泉佐野市が国に勝訴=ふるさと納税理由、交付税減額―違法認定、取り消し・大阪地裁

ふるさと納税による多額の寄付金収入を理由に、特別交付税を大幅に減額した決定は違法で無効だとして、大阪府泉佐野市が国に取り消しを求めた訴訟の判決が10日、大阪地裁であった。山地修裁判長は「地方交付税法の委任の範囲を逸脱し違法」と請求を認め、決定を取り消した。
同市は一時、「制度の趣旨に反する方法で寄付金を募集した」との理由で、ふるさと納税制度から除外されたが、除外を取り消す最高裁判決を受けて制度に復帰した。ただ、十分な財政力があるとして総務省令に基づき特別交付税が減額された時期があり、市は今回の訴訟を起こした。
山地裁判長はまず、特別交付税の交付額決定は「優越的地位に基づく一方的な公権力の行使で、行政処分に当たる」と判断した。国は処分に当たらず裁判では争えないなどとしていた。

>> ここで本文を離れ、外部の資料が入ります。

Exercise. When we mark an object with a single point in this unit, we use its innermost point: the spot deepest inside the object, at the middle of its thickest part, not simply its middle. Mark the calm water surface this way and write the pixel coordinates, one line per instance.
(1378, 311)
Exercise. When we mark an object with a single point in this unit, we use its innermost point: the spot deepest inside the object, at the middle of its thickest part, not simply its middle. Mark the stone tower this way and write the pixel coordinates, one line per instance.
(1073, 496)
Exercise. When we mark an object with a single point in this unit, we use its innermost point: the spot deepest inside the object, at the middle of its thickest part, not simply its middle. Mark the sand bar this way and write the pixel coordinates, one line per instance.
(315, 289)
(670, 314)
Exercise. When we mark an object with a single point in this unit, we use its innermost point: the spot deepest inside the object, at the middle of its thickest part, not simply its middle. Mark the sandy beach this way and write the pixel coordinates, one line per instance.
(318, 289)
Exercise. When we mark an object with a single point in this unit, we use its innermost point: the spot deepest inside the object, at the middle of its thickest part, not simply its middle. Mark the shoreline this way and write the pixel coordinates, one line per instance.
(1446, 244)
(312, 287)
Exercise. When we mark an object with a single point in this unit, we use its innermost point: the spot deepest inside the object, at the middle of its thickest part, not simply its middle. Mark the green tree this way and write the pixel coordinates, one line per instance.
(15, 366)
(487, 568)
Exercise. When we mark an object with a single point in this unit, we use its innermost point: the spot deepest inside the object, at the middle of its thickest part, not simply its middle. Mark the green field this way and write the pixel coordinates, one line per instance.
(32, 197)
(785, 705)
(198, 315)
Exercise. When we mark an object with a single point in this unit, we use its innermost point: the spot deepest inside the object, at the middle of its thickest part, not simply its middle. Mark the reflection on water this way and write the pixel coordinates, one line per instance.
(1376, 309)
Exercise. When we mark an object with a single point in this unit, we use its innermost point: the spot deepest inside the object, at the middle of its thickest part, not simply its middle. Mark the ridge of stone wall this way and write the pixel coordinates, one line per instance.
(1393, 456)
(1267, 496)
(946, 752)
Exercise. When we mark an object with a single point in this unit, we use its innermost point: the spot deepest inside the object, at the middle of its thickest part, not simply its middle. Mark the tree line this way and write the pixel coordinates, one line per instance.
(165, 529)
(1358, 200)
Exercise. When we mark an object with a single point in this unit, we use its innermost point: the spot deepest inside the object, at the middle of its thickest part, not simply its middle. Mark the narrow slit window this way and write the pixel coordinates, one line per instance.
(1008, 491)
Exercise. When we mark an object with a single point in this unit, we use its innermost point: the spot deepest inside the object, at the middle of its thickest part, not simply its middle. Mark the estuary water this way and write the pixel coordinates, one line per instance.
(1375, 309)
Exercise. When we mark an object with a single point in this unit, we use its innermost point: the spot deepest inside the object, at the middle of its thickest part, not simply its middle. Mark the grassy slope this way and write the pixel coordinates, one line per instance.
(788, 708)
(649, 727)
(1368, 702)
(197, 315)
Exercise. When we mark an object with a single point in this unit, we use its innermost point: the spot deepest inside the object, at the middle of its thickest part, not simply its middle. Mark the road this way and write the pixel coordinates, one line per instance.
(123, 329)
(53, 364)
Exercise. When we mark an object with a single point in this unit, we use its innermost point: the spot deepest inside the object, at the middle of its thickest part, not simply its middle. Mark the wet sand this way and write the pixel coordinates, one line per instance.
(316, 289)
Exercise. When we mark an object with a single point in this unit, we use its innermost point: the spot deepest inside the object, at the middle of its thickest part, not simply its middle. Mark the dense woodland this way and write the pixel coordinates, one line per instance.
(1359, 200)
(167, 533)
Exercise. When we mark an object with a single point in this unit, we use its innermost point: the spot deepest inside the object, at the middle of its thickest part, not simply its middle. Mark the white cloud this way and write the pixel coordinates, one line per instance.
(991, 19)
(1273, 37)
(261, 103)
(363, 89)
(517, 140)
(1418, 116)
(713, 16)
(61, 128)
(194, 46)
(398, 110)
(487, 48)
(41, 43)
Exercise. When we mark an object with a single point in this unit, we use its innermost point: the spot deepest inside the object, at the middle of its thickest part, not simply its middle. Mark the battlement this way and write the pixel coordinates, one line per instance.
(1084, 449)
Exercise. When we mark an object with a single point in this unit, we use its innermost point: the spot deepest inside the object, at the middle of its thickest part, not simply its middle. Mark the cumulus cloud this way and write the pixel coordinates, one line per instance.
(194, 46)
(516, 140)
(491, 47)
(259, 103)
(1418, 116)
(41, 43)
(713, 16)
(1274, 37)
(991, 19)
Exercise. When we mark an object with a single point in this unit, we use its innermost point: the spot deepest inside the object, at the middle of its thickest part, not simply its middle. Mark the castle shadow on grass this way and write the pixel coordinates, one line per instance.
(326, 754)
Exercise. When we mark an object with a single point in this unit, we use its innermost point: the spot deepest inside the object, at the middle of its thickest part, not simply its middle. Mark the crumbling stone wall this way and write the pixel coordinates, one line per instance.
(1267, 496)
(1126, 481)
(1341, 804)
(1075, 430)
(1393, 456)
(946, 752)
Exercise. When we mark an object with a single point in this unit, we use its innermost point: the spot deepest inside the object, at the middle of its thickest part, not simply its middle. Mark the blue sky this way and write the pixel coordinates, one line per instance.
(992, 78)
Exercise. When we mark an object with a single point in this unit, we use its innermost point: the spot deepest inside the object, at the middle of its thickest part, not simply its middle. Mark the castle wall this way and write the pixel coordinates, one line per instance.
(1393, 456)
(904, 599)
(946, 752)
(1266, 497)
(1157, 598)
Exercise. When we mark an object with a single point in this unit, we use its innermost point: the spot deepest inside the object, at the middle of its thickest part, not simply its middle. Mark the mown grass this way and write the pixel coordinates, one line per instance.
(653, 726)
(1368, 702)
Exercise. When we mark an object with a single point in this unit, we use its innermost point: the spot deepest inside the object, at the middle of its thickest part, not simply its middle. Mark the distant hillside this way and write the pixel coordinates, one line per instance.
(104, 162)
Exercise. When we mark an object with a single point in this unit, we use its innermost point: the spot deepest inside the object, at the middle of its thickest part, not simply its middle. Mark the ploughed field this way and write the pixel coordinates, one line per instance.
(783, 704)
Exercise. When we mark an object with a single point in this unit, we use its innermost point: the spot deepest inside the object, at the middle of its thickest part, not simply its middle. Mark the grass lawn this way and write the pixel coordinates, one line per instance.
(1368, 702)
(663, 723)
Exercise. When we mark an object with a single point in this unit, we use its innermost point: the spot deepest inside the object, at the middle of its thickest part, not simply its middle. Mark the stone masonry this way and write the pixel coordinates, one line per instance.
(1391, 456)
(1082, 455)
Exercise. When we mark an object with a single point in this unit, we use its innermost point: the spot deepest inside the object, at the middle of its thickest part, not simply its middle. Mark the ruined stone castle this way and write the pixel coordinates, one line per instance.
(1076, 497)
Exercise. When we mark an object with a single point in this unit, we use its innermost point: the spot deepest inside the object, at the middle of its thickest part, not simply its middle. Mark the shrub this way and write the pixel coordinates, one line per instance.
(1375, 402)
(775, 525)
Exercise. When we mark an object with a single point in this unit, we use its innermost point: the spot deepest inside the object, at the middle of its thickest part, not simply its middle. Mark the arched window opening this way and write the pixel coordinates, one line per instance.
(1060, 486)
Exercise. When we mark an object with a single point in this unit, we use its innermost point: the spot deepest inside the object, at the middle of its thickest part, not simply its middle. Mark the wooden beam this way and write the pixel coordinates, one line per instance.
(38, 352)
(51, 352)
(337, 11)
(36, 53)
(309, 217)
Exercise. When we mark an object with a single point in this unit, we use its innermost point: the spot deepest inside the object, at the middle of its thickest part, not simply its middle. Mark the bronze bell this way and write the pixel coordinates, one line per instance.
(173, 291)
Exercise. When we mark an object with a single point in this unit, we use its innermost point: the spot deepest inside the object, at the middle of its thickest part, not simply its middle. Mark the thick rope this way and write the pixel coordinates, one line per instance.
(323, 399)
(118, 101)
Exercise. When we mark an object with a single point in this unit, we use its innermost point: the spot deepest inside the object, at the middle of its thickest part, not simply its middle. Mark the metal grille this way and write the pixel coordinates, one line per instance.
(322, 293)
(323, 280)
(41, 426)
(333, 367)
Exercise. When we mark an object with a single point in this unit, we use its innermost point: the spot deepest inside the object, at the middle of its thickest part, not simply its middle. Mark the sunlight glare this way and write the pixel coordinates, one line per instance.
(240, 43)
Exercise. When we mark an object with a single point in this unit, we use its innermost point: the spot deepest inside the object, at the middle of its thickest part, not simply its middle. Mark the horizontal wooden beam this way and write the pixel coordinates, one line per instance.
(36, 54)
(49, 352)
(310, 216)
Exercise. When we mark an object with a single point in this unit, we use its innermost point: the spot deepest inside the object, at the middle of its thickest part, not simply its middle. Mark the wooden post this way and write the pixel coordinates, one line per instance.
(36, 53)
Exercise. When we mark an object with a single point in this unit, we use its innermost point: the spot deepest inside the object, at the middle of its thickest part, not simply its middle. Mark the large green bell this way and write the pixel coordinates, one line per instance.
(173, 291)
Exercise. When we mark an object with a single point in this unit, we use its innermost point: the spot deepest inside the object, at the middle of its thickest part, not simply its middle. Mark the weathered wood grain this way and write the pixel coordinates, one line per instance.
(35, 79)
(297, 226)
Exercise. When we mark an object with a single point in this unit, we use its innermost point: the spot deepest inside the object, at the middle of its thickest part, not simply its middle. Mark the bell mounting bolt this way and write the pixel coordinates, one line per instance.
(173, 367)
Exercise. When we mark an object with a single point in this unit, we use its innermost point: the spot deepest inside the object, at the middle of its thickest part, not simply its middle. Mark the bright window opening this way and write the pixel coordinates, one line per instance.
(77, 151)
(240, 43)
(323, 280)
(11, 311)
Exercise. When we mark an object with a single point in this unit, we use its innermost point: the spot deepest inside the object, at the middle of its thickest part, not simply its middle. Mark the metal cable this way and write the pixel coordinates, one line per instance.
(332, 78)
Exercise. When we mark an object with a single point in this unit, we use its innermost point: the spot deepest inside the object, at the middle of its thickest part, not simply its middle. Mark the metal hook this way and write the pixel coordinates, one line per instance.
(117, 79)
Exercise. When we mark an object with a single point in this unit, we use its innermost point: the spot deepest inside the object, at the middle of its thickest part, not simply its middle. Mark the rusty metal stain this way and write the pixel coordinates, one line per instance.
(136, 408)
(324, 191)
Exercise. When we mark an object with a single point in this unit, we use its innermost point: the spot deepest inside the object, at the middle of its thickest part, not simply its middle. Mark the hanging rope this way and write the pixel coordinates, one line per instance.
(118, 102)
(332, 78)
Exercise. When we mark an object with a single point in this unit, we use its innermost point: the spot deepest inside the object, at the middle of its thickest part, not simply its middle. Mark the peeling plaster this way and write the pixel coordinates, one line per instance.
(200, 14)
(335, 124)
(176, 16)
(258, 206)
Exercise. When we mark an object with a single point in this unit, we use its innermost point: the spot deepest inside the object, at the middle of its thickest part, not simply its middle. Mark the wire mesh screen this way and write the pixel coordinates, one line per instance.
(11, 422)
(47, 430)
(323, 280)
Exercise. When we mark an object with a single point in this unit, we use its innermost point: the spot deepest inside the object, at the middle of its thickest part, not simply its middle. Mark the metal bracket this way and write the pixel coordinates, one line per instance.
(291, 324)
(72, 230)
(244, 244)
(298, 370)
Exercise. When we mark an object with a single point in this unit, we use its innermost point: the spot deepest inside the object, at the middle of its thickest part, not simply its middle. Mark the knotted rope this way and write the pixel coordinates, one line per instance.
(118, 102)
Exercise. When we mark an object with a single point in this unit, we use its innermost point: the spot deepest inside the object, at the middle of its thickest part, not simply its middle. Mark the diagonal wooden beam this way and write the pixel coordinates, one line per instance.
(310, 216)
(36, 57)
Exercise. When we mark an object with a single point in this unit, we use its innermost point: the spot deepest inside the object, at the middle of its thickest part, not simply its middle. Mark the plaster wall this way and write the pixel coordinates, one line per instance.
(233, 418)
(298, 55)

同裁判長はその上で、地方交付税法は、所定の収入項目から画一的に算定された自治体の財政力と実際の収入額に差が生じた場合を減額要因にしていると指摘。「そもそも寄付金収入を減額要因として定めていない」として、総合的な判断で減額できるとする国側の主張を退けた。
判決などによると、市への2019年度の特別交付税は災害関連を除いて配分されず、交付額は前年度比4億4000万円減の約5300万円にとどまった。
千代松大耕・泉佐野市長の話 交付税行政をただす意義があった。国は控訴せずに速やかに減額決定を取り消し、違法な総務省令を取り下げることを望む。
金子恭之総務相の話 判決の内容をよく精査した上で対応を検討する。